ATP as a number of functions as a gliotransmitter. It is released by astrocites with mechanisms which have not been clearly understood yet: some may be calcium-dependent, whereas others might involve release through astrocyte connexin 43 hemichannels after permeabilization triggered e.g. by hypoxia.
Astrocytes express various neurotransmitter receptors including P2 receptors, release ATP in response to various stimuli and respond to extracellular ATP to cause various physiological responses. The intercellular communication "Ca2+ wave" in astrocytes was found to be mainly mediated by the release of ATP and the activation of P2 receptors, suggesting that ATP is a dominant gliotransmitter between astrocytes.
Ca2+ transients in astrocytes are triggered not only by neuronal activity, but also by astrocytic activities, leading to propagation of Ca2+ waves. In these processes, the gliotransmitter ATP and activation of P2Y receptors play central roles, with a prominent role for the P2Y1 receptor subtype. Interestingly, astrocytes evoke Ca2+ transients even when neurons are not present, suggesting that astrocytes themselves can initiate and control Ca2+ transients, probably through ATP release (Regulation of cell-to-cell communication mediated by astrocytic ATP in the CNS, 2005).

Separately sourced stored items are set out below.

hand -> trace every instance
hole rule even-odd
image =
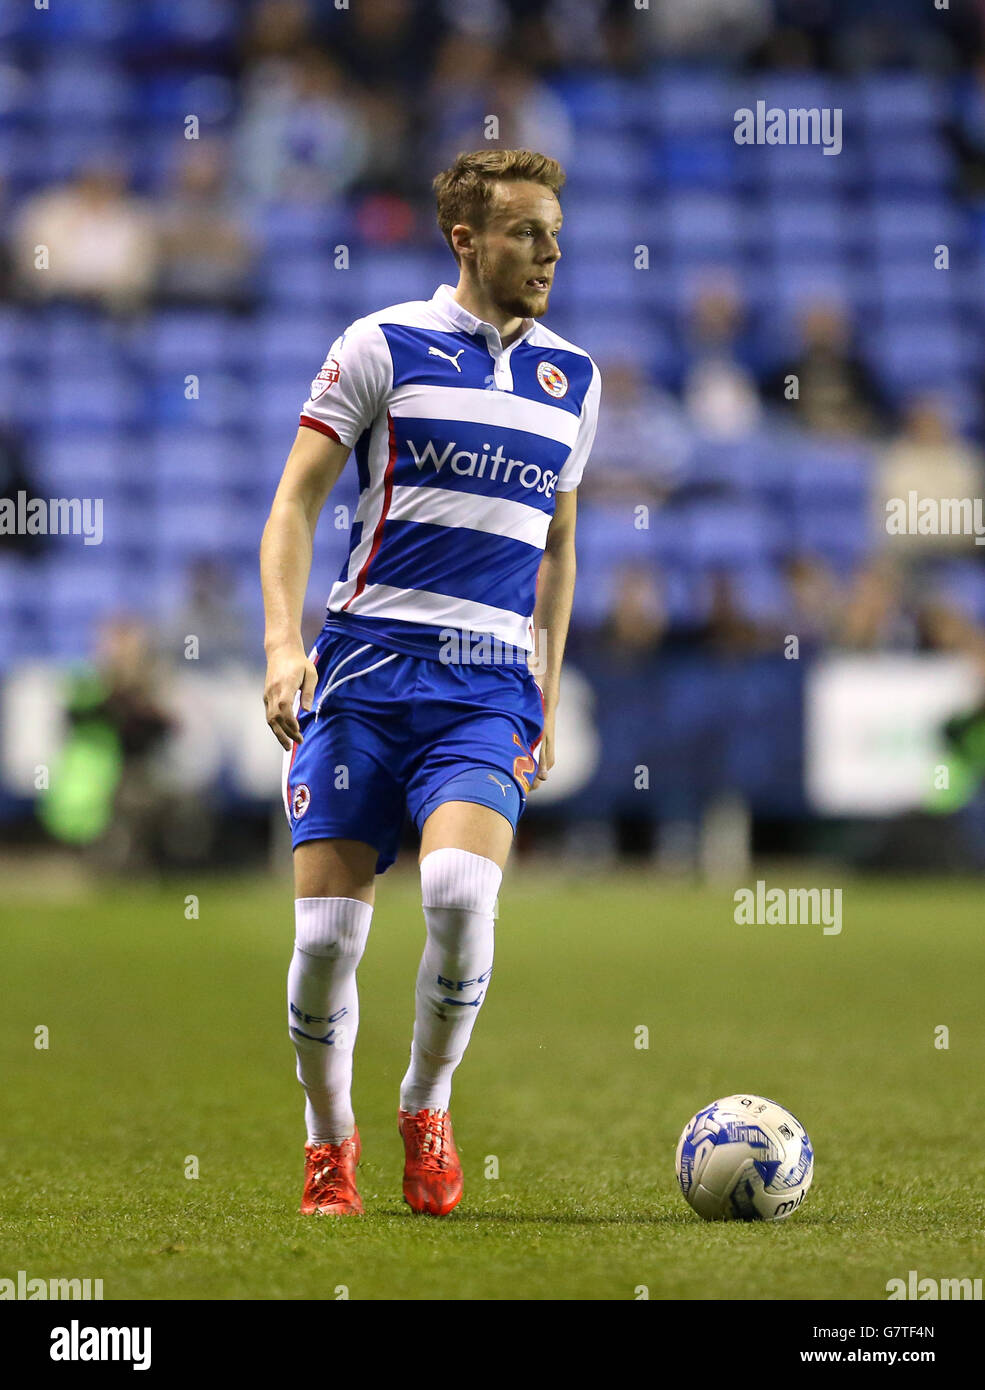
[[[540,741],[539,756],[537,759],[537,776],[530,785],[530,790],[535,792],[541,782],[547,781],[547,774],[554,766],[554,711],[544,715],[544,733]]]
[[[301,691],[301,708],[310,710],[318,684],[318,672],[302,646],[275,647],[267,655],[267,679],[263,706],[274,738],[284,749],[303,743],[294,714],[294,697]]]

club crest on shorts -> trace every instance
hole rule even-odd
[[[294,819],[300,820],[311,805],[311,792],[304,782],[299,782],[294,788],[294,795],[291,797],[291,810],[294,812]]]
[[[553,362],[537,363],[537,380],[547,394],[555,399],[563,396],[568,389],[568,378]]]
[[[311,399],[316,401],[319,396],[324,396],[330,386],[334,386],[339,379],[339,364],[334,357],[327,357],[325,365],[311,383]]]

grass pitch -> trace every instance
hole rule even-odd
[[[452,1100],[465,1196],[434,1219],[400,1193],[424,928],[413,867],[388,873],[359,975],[361,1220],[297,1214],[289,882],[8,895],[0,1276],[107,1299],[878,1300],[910,1269],[980,1277],[982,888],[841,886],[825,936],[737,926],[729,891],[512,872]],[[740,1090],[814,1143],[775,1225],[702,1222],[677,1188],[684,1122]]]

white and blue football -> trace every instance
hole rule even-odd
[[[765,1096],[726,1096],[692,1115],[677,1144],[677,1180],[706,1221],[779,1221],[814,1177],[804,1126]]]

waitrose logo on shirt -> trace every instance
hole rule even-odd
[[[489,444],[483,444],[484,452],[479,454],[474,449],[459,449],[454,439],[441,446],[429,439],[423,449],[418,449],[412,439],[408,439],[407,444],[418,470],[430,465],[435,473],[440,473],[447,464],[450,472],[463,478],[491,478],[493,482],[508,483],[515,477],[522,488],[542,492],[545,497],[551,497],[557,487],[557,473],[523,459],[507,458],[502,444],[498,444],[492,454],[486,452],[492,447]]]

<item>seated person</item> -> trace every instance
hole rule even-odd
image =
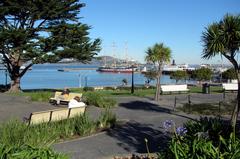
[[[59,95],[56,99],[57,104],[60,104],[61,100],[68,99],[69,93],[70,93],[70,90],[67,88],[64,88],[64,90],[62,91],[62,94]]]
[[[80,101],[79,96],[74,97],[68,103],[68,108],[85,107],[85,106],[86,104]]]

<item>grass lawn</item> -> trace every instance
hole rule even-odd
[[[188,104],[177,108],[186,113],[200,114],[200,115],[231,115],[236,101],[221,102],[221,103],[200,103]]]
[[[190,93],[202,93],[202,87],[189,87]],[[71,88],[71,92],[77,93],[85,93],[82,88]],[[97,90],[94,92],[98,92],[99,94],[106,97],[115,97],[115,96],[138,96],[138,97],[146,97],[146,96],[154,96],[155,89],[135,89],[134,93],[131,94],[131,88],[122,89],[122,90]],[[222,93],[222,87],[220,86],[211,86],[211,93]],[[17,96],[28,96],[32,101],[40,101],[40,102],[48,102],[50,97],[54,96],[54,91],[46,90],[46,91],[33,91],[33,92],[22,92],[16,93],[13,95]]]
[[[189,87],[190,93],[202,93],[202,87]],[[221,86],[211,86],[210,93],[222,93],[223,89]]]

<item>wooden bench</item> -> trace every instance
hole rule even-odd
[[[104,87],[103,86],[97,86],[97,87],[94,87],[94,90],[103,90]]]
[[[186,84],[182,85],[161,85],[161,94],[164,94],[165,92],[189,92],[189,89],[187,88]]]
[[[86,107],[77,107],[77,108],[61,108],[53,109],[47,111],[33,112],[30,114],[30,117],[27,119],[28,124],[40,124],[51,121],[59,121],[63,119],[73,118],[77,115],[83,114]]]
[[[226,91],[237,91],[238,90],[238,84],[237,83],[223,83],[223,90]]]
[[[51,104],[57,104],[58,97],[62,95],[62,92],[55,92],[54,97],[49,99],[49,103]],[[68,104],[71,99],[74,97],[79,96],[80,98],[82,97],[82,93],[69,93],[67,98],[61,99],[60,104]]]

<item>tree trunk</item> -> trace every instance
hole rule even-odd
[[[14,62],[12,62],[14,63]],[[20,81],[22,76],[28,71],[28,69],[33,65],[32,63],[26,66],[23,70],[20,70],[20,64],[14,63],[11,67],[7,67],[9,76],[11,78],[10,89],[8,92],[21,92]]]
[[[18,63],[14,63],[15,65],[12,65],[11,69],[8,69],[9,76],[11,78],[10,83],[10,89],[8,92],[15,93],[15,92],[21,92],[20,88],[20,80],[21,80],[21,73],[20,73],[20,66]]]
[[[11,92],[11,93],[21,92],[20,80],[21,80],[20,77],[15,77],[14,79],[12,79],[10,89],[8,90],[8,92]]]
[[[161,78],[161,75],[162,75],[162,63],[159,63],[157,84],[156,84],[156,93],[155,93],[155,101],[159,101],[159,97],[160,97],[160,92],[161,92],[160,78]]]
[[[240,108],[240,70],[237,71],[237,80],[238,80],[238,94],[237,94],[237,102],[234,107],[234,111],[232,113],[232,126],[233,126],[233,131],[235,134],[236,131],[236,124],[237,124],[237,119],[238,119],[238,114],[239,114],[239,108]]]
[[[160,74],[158,74],[157,76],[155,101],[159,100],[159,95],[160,95]]]

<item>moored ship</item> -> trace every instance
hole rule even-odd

The main function for neuroglial ATP seems to be heterosynaptic suppression: in hyppocampus ATP and adenosine, one of its degradation products, can contribute to “switch off” glutamatergic transmission when released by astrocytes, by decreasing presynaptic exocytotic events. Glutamate release accompanying neuronal activity in the glutamatergic synapsis also activates non-NMDA receptors of nearby astrocytes: this makes Ca2+ levels in the glial cells increase, and triggers ATP release from these cells. ATP in turn tonically suppresses glutamatergic synapses via presynaptic P2Y receptors: the presynaptic neuron, in other words, decreases the amount of glutamate released. This is therefore a kind of activity-dependent down-regulation of synaptic transmission via presynaptic mechanisms (ATP released by astrocytes mediates glutamatergic activity-dependent heterosynaptic suppression, 2003).
In astrocytes ATP also seems to provide control over other types of glial cells, above all injury responses, with a prominent role for the P2X7 receptor subtype; ATP might control microglial behaviour and regulate oligodendrocyte differentiation and myelination (ATP: a ubiquitous gliotransmitter integrating neuron-glial networks, 2011).